Server, comprises at present all diagnostic sample storehouses of known diagnosis sample for building, and the machine of definite diagnostic sample signThe running status of tool is normal condition or incipient fault state or malfunction, and after determining, diagnostic sample is updated to knownDiagnostic sample, and according to known diagnosis sample, build some unknown diagnostic sample, and according to all in diagnostic sample storehouseKnow diagnostic sample and unknown diagnostic sample, train and generate fault diagnosis algorithm, wherein the diagnostic result of fault diagnosis algorithm respectivelyCorresponding with known normal condition, known incipient fault state, known fault conditions and unknown running status.

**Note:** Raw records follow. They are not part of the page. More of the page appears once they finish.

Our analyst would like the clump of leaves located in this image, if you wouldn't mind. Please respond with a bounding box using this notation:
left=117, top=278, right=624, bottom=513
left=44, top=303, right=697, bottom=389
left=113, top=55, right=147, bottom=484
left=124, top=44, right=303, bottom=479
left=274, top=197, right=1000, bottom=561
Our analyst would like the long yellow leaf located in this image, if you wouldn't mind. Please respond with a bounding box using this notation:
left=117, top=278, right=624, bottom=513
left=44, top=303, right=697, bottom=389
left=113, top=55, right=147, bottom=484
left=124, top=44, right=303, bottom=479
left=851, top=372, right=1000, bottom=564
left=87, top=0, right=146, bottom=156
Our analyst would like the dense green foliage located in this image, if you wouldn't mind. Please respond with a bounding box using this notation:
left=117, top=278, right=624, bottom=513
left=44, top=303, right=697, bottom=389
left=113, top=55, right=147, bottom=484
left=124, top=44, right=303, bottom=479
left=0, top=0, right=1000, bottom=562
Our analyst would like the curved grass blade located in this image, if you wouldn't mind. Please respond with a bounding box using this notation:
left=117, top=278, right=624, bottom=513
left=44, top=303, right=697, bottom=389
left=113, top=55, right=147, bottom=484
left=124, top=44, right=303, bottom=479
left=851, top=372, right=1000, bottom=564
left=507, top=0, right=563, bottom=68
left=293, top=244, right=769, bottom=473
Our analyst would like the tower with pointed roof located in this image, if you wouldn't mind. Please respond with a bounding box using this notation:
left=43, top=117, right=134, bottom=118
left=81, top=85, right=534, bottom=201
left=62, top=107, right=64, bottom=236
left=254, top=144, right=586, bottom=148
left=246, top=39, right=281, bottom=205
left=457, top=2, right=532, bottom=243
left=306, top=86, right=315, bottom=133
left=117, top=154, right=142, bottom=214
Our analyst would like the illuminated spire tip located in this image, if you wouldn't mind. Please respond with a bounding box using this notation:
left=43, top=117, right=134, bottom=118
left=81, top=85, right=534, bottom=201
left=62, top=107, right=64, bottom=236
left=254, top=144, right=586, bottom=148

In conjunction with the structure chart of a kind of embodiment of the system of the present invention shown in Fig. 4, wherein, form clothes by multiple serversBusiness device cluster, and plant equipment and in-situ processing unit are numbered, wherein, all plant equipment are all establishing of same modelCertain specific features of standby or same equipment. Owing to having included a large amount of plant equipment in system in, there is unknown operation conditions in itProbability increase, thereby accelerate diagnostic sample storehouse perfect.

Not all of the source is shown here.